Le tribunal des affaires de Sécurité sociale (TASS) de Melun reconnaît la "faute
inexcusable" d'Areva dans cette affaire.

Serge Venel est mort en juillet 2009, à 59 ans, d'un cancer du poumon. "Quand mon père a vu le
pneumologue en mars 2009, il a tout de suite dit que ce n'était pas la
cigarette qui était la cause du cancer, mais bel et bien l'inhalation de
poussières d'uranium
", avait expliqué à la sortie de l'audience
sa fille Peggy.

Maladie professionnelle reconnue

De son côté, Areva avait tenté de rejeter la responsabilité sur la société Cominak, l'employeur "officiel" de la victime. Une société dans laquelle le groupe français "n'a pas une action",  avait expliqué l'avocat d'Areva au cours de l'audience.

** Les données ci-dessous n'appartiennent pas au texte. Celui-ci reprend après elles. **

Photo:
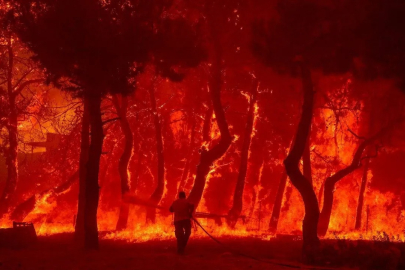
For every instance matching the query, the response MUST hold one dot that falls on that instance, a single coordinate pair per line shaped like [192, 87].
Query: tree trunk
[306, 161]
[207, 123]
[84, 155]
[124, 160]
[12, 153]
[361, 195]
[309, 226]
[208, 157]
[237, 206]
[275, 215]
[331, 181]
[186, 169]
[158, 193]
[92, 171]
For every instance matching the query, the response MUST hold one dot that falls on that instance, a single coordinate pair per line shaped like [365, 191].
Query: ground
[58, 252]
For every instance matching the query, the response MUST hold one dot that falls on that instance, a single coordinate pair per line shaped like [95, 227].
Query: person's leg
[187, 232]
[179, 232]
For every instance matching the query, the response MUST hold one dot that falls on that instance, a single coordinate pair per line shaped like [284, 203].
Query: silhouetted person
[183, 211]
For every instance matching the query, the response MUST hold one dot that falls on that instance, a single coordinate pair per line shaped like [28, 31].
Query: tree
[17, 74]
[236, 209]
[298, 42]
[125, 158]
[95, 45]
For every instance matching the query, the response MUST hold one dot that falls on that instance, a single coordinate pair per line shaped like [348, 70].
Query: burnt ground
[58, 252]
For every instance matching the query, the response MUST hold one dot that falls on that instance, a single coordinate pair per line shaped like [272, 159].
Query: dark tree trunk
[275, 215]
[237, 205]
[158, 193]
[306, 161]
[84, 155]
[186, 169]
[361, 196]
[331, 181]
[92, 171]
[124, 160]
[310, 222]
[208, 157]
[23, 209]
[12, 153]
[207, 123]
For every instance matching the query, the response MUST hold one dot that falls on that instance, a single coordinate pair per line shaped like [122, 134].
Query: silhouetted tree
[96, 45]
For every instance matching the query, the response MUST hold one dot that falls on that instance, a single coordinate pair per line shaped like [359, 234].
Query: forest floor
[58, 252]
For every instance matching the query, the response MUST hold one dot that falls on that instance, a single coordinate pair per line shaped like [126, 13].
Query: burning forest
[281, 122]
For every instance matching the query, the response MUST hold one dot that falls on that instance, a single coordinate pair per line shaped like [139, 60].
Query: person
[183, 211]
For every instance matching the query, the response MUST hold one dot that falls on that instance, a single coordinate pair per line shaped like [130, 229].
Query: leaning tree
[297, 42]
[98, 45]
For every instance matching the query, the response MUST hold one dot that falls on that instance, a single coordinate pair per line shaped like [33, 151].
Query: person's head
[182, 195]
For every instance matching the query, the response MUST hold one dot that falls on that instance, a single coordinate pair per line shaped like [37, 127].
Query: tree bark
[92, 172]
[360, 203]
[84, 155]
[124, 160]
[237, 205]
[12, 153]
[208, 157]
[158, 193]
[275, 215]
[309, 226]
[186, 169]
[331, 181]
[306, 161]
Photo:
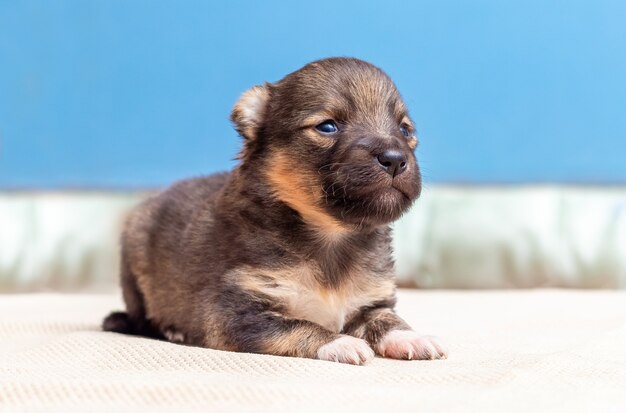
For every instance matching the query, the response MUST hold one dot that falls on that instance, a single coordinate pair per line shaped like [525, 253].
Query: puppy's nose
[394, 162]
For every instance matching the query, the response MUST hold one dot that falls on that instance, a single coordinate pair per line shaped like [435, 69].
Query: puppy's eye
[327, 127]
[405, 130]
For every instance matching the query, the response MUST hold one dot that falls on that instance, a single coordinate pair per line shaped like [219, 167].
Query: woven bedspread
[509, 352]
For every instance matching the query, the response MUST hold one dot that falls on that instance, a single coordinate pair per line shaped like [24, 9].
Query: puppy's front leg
[392, 337]
[270, 332]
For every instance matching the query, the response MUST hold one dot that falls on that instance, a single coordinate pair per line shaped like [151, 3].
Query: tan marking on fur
[302, 192]
[303, 297]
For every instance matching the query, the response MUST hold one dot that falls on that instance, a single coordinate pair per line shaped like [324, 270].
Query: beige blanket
[510, 352]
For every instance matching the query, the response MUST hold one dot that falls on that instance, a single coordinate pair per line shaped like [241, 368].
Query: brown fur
[291, 250]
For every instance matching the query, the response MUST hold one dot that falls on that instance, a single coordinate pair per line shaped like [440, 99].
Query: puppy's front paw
[346, 349]
[409, 345]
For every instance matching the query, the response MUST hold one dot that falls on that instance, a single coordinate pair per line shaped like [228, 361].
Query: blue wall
[137, 93]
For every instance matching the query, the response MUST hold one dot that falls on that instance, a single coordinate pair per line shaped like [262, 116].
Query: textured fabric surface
[510, 352]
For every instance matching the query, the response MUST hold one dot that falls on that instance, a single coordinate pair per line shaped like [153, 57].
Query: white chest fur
[305, 298]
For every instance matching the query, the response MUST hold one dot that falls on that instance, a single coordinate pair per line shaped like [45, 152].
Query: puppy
[290, 253]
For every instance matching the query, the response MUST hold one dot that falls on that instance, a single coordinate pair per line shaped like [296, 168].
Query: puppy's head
[334, 141]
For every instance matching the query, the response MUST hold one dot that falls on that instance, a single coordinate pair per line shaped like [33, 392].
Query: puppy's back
[153, 245]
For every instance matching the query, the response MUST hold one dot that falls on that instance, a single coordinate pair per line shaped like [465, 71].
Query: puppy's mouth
[375, 201]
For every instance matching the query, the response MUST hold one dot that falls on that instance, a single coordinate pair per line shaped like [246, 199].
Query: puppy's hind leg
[133, 321]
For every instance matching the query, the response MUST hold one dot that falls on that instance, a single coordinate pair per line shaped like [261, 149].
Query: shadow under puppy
[290, 253]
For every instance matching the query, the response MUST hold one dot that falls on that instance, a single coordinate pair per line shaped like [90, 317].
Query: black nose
[394, 162]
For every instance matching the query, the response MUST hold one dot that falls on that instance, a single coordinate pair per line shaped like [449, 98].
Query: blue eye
[405, 130]
[327, 127]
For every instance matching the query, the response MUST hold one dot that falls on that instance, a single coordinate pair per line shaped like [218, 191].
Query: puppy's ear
[248, 115]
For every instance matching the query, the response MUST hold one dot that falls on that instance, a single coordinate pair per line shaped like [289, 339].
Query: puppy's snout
[392, 161]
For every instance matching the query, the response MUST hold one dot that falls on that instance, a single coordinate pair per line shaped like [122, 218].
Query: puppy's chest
[303, 297]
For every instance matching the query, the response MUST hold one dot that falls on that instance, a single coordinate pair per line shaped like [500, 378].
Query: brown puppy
[290, 253]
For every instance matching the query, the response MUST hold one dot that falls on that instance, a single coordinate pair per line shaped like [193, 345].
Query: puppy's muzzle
[393, 162]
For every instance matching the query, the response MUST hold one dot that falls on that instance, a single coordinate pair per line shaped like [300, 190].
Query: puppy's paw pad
[346, 349]
[409, 345]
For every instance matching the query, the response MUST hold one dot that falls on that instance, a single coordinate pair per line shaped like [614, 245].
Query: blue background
[138, 93]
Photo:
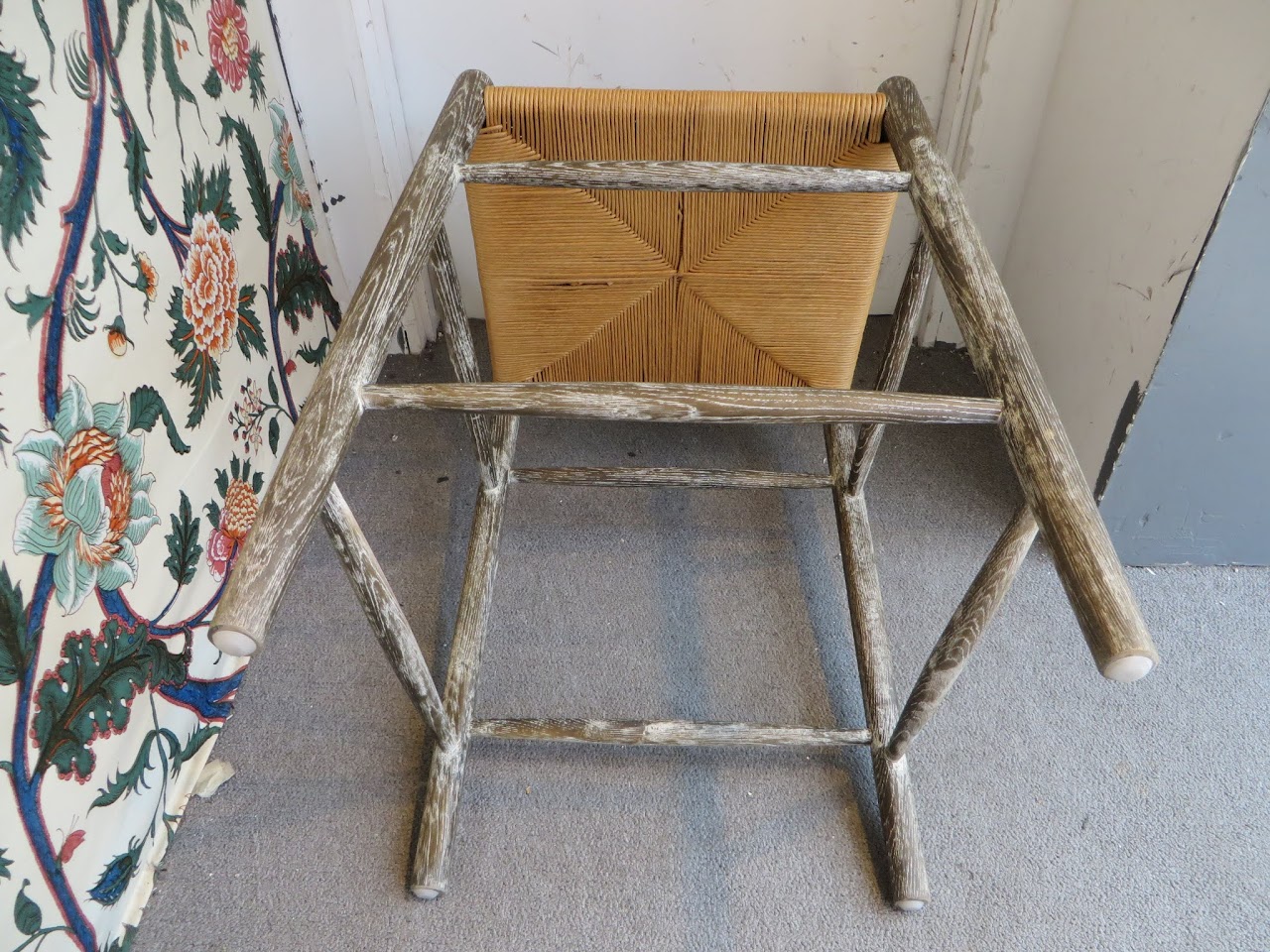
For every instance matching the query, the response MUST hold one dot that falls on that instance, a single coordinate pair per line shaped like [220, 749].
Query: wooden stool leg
[441, 797]
[906, 865]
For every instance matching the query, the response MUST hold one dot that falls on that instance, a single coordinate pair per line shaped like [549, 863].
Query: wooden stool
[615, 290]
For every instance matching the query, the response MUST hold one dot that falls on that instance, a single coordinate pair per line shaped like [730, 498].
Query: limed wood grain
[1035, 440]
[684, 403]
[971, 616]
[685, 177]
[666, 733]
[908, 311]
[444, 777]
[910, 889]
[635, 476]
[325, 426]
[492, 435]
[384, 612]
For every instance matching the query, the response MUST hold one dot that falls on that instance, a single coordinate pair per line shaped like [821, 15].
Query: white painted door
[370, 77]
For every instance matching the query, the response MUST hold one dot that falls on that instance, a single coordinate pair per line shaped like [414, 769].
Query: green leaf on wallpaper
[26, 914]
[123, 9]
[81, 313]
[16, 644]
[303, 284]
[249, 334]
[183, 548]
[146, 407]
[104, 241]
[22, 153]
[79, 67]
[253, 167]
[89, 693]
[149, 55]
[173, 10]
[255, 75]
[37, 7]
[32, 304]
[181, 93]
[212, 84]
[139, 172]
[134, 778]
[197, 370]
[208, 193]
[316, 354]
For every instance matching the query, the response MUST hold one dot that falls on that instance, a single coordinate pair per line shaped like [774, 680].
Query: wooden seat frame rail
[1057, 499]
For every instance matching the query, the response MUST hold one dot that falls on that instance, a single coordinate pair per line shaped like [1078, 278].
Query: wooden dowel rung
[441, 796]
[684, 403]
[633, 476]
[666, 733]
[908, 309]
[971, 616]
[1039, 449]
[684, 177]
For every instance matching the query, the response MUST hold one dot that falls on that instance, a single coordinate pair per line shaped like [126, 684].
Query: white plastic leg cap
[234, 643]
[1128, 669]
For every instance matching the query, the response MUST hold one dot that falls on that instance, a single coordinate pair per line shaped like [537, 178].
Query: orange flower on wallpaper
[229, 42]
[209, 286]
[239, 513]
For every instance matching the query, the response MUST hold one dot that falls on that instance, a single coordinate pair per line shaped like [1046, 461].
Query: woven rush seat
[746, 289]
[698, 259]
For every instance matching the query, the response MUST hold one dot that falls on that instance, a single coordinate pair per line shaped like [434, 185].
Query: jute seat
[693, 258]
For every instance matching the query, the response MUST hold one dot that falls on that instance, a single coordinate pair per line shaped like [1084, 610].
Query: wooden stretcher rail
[321, 435]
[667, 733]
[685, 177]
[1038, 447]
[971, 616]
[629, 476]
[684, 403]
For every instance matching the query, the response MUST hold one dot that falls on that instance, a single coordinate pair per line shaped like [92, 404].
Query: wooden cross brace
[1057, 498]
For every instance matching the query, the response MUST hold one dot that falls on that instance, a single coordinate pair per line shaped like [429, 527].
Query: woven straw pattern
[679, 287]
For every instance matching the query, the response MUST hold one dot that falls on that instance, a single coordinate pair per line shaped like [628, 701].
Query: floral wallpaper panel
[166, 309]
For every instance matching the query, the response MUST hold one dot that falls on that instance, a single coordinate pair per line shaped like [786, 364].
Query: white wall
[1093, 137]
[991, 148]
[797, 45]
[321, 44]
[1148, 113]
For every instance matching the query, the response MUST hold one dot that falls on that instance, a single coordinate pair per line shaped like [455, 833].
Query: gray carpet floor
[1060, 811]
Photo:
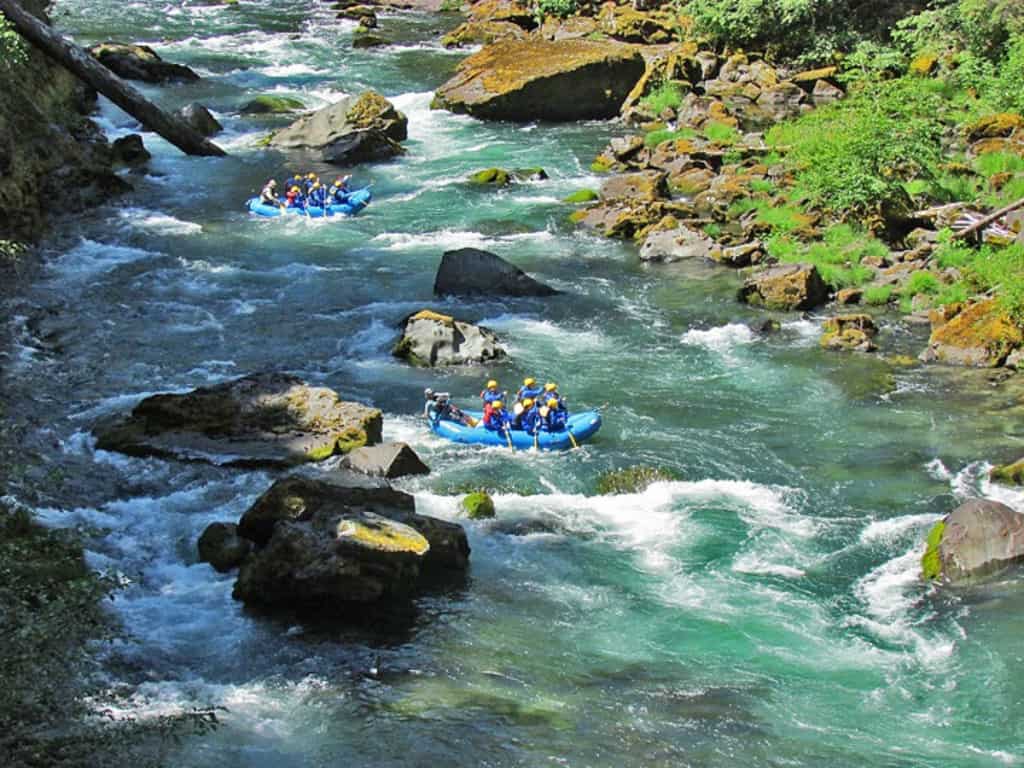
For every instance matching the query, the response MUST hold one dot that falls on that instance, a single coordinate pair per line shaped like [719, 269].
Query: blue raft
[582, 426]
[357, 200]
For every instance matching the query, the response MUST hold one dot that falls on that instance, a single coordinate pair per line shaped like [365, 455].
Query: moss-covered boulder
[852, 333]
[261, 420]
[633, 479]
[477, 506]
[267, 104]
[978, 540]
[525, 80]
[980, 336]
[359, 128]
[432, 340]
[139, 62]
[785, 288]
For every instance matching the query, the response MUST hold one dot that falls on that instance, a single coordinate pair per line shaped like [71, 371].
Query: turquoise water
[762, 610]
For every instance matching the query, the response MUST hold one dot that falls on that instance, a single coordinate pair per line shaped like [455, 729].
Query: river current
[765, 609]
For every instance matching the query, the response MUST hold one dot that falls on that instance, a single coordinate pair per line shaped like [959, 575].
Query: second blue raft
[582, 426]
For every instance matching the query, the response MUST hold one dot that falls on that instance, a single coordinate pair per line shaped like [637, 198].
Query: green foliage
[666, 95]
[560, 8]
[853, 158]
[878, 295]
[633, 479]
[654, 138]
[12, 49]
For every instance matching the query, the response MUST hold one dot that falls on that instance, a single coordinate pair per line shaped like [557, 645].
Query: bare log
[87, 69]
[968, 231]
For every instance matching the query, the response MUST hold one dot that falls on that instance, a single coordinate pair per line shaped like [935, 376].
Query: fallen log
[87, 69]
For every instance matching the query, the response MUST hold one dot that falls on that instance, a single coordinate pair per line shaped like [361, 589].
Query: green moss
[478, 506]
[632, 479]
[931, 562]
[581, 196]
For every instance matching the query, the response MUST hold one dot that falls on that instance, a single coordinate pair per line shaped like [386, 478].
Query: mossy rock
[633, 479]
[582, 196]
[492, 176]
[266, 104]
[931, 561]
[478, 506]
[1010, 474]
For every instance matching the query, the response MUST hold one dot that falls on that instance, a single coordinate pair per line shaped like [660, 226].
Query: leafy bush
[666, 95]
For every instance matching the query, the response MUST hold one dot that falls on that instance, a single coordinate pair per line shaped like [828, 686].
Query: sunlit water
[764, 609]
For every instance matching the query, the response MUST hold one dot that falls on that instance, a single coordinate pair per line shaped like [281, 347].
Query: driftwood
[87, 69]
[981, 223]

Mais la Sécurité sociale avait reconnu
la maladie professionnelle de Serge Venel durant sa période de travail au
Niger, dans cette mine d'extraction d'uranium qui fournissait Areva. "La
Caisse primaire d'assurance maladie avait adressé ses conclusions à Areva,
considérant donc qu'Areva est l'employeur",
avait ajouté Me Jean-Paul
Teissonnière, l'avocat de la famille Venel.
Ce sont ces arguments que le TASS aura retenus.